Want to rub shoulders with the best in the travel blogging business–for free?
We thought so. Read on.
TBEX North America and TBEX Europe are coming up later this year and our very own Tim Leffel will be joining 750+ attendees to talk about travel, adventures, writing, photographing, blogging, and making a living with the combination. This year, to kick things off, we’re giving away one free registration to TBEX Europe in Athens, a $247 value. All you have to do to enter is answer one question below in the Comments and you’re entered!
You’ll see plenty of the writers, bloggers, and editors we’ve interviewed here on the Travel Writing 2.0 blog at both TBEX conferences this year, including Max Hartshorne, Sheila Scarborough, and a host of other names in the business.
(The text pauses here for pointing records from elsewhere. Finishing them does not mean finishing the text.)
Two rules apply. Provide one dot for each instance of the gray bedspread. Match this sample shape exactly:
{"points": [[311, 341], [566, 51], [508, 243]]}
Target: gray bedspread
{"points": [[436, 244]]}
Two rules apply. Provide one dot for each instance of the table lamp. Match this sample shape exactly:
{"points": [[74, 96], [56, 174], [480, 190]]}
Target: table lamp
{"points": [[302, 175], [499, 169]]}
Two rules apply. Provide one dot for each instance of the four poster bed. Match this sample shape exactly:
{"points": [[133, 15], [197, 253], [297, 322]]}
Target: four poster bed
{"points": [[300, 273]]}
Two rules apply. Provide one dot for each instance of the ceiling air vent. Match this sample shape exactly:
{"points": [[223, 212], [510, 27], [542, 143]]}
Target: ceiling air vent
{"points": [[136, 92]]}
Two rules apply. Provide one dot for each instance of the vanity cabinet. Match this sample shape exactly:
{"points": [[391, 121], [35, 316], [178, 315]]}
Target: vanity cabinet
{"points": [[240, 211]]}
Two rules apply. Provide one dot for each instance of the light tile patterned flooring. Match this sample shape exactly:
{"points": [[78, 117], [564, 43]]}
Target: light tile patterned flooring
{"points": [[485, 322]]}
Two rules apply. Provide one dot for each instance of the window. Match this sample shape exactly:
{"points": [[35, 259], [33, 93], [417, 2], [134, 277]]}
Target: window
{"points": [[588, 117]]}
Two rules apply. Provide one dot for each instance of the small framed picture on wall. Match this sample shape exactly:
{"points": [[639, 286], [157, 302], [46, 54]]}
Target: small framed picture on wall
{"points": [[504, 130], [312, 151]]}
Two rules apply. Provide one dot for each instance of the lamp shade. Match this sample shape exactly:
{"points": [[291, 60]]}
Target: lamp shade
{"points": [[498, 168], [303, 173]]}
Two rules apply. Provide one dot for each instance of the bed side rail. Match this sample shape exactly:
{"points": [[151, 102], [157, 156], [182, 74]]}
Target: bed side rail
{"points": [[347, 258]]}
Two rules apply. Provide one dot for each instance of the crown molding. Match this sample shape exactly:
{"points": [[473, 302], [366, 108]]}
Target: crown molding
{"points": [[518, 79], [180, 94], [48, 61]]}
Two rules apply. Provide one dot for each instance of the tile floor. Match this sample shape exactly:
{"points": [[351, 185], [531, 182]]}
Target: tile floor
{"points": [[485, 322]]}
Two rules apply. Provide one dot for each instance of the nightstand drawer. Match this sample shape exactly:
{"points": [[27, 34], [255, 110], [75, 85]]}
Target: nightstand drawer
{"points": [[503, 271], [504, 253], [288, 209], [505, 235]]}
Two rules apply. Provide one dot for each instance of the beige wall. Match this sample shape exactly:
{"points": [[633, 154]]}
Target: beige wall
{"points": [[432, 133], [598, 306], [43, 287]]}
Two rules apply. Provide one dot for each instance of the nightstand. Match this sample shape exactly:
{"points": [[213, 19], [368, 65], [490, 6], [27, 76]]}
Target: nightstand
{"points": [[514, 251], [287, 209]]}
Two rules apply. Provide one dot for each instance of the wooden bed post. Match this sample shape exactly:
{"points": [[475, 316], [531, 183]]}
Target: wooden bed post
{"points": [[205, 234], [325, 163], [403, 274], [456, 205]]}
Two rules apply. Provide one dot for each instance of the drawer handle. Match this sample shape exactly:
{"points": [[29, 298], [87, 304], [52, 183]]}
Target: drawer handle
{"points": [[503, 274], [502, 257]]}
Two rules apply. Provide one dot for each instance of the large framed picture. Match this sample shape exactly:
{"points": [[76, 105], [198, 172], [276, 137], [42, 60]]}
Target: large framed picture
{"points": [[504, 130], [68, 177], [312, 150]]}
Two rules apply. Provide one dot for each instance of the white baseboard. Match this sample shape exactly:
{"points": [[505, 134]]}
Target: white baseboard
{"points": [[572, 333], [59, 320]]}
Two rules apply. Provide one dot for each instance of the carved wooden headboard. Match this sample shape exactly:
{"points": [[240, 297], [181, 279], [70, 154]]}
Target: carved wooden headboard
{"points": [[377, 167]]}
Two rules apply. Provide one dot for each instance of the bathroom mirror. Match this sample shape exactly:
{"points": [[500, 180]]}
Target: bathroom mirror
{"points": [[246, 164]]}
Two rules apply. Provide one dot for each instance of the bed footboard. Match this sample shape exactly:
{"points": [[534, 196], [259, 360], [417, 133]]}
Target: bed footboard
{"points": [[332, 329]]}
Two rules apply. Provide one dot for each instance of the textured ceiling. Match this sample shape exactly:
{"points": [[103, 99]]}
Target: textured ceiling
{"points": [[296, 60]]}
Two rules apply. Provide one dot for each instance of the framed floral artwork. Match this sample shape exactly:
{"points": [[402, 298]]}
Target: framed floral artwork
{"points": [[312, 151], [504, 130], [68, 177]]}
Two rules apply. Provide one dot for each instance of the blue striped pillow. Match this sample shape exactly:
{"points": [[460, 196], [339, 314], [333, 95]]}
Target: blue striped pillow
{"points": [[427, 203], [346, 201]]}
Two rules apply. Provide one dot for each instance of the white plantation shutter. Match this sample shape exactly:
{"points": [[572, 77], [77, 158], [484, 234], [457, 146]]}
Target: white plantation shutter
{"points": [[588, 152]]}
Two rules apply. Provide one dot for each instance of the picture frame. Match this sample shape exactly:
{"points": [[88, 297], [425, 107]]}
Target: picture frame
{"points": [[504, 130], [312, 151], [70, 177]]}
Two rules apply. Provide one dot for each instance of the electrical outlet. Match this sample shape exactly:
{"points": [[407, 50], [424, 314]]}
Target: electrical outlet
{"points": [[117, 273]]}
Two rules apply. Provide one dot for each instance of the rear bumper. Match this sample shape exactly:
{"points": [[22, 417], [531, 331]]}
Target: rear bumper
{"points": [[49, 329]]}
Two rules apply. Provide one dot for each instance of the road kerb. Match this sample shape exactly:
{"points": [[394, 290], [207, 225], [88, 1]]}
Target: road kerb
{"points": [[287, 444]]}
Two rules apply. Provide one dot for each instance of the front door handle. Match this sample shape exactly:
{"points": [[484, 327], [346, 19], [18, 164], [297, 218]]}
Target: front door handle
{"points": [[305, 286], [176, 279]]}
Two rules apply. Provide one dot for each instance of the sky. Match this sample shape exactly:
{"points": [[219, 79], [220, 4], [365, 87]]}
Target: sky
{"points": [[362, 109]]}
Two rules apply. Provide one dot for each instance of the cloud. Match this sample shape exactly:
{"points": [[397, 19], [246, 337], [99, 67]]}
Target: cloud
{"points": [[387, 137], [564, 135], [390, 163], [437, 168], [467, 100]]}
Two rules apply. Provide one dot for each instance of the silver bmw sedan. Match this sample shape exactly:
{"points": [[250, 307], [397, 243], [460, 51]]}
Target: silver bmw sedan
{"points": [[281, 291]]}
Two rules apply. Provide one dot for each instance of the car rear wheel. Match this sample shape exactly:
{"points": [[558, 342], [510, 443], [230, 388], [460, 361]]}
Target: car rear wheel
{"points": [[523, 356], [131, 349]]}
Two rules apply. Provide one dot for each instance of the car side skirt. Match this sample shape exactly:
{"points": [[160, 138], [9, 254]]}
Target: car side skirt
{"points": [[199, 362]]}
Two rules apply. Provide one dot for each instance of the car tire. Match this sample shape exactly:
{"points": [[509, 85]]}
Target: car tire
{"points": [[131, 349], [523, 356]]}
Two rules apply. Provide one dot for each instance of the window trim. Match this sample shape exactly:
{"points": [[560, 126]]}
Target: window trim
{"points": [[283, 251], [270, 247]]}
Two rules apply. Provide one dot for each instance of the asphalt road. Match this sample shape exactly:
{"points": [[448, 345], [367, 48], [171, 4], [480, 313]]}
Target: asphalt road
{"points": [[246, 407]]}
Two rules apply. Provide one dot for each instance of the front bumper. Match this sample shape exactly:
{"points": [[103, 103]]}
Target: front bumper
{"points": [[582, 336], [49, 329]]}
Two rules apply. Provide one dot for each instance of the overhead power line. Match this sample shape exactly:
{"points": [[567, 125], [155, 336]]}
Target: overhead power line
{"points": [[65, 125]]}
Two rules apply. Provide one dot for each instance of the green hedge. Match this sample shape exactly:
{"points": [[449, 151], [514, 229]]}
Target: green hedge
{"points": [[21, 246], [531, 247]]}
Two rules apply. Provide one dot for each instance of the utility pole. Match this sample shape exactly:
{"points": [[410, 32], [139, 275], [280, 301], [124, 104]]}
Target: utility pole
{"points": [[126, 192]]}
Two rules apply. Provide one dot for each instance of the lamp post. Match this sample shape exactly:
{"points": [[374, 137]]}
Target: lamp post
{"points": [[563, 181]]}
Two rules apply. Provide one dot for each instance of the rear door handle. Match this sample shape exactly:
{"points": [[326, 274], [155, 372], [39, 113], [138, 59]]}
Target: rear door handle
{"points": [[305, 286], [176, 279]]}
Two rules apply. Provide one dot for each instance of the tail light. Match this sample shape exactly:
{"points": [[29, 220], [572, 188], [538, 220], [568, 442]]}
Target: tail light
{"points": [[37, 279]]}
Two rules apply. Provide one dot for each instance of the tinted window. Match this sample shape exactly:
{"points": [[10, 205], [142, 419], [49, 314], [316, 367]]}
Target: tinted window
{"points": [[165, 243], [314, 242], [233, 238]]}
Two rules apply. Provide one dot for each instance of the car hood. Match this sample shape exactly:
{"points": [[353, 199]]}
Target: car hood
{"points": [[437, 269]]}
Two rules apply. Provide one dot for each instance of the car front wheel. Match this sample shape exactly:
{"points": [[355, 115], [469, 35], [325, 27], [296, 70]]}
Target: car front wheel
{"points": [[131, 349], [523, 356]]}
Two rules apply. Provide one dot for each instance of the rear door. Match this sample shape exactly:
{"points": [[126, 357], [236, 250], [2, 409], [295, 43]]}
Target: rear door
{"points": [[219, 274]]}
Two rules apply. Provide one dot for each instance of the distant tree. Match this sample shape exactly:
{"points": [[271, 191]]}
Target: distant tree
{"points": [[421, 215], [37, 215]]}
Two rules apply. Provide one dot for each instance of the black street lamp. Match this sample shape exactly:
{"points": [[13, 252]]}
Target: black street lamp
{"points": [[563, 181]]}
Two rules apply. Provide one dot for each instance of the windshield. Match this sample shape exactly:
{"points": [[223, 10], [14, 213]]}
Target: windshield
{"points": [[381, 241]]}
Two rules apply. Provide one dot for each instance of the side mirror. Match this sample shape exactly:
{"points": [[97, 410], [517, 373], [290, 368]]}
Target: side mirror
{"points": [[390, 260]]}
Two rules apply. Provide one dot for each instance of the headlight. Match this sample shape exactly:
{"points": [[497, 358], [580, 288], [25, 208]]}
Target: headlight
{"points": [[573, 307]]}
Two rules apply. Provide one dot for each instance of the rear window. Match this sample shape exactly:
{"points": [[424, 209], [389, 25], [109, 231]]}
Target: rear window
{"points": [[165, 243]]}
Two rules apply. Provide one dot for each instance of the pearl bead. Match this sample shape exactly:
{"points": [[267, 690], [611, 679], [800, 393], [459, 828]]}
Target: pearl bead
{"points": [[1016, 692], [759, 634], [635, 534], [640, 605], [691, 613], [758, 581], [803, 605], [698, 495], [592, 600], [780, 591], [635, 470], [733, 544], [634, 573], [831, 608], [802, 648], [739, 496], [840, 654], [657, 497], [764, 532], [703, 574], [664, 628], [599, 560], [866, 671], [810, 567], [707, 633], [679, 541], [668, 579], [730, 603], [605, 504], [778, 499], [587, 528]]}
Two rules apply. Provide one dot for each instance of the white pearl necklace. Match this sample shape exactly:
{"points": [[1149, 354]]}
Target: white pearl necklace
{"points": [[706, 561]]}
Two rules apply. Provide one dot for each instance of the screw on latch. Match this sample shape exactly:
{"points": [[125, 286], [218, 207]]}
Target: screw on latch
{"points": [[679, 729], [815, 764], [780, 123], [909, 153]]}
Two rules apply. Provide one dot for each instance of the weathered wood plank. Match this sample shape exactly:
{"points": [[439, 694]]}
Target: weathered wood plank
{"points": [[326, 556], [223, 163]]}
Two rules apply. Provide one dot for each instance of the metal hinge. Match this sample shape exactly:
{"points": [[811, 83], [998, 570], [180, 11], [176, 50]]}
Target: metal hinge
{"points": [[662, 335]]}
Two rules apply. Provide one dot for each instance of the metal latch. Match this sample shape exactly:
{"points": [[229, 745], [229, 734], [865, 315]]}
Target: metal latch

Click below to see some of the interviews we’ve done with this year’s speakers:
TBEX Cancun (September 11-13, 2014):
TBEX Athens (October 23-25, 2014):
To enter our giveaway, simply respond to this question in the Comments section: What has your blogging journey been like and what do you want to learn at TBEX? Be as creative and insightful as you can!
Rules: one entry per person; no writers who work for Tim or any of the above websites are eligible. Deadline is August 8, 2014, and the winner will be announced on August 11th!
This prize is non-refundable or transferable and must be used at TBEX Europe in Athens. It is for registration only and does not include travel expenses or lodging.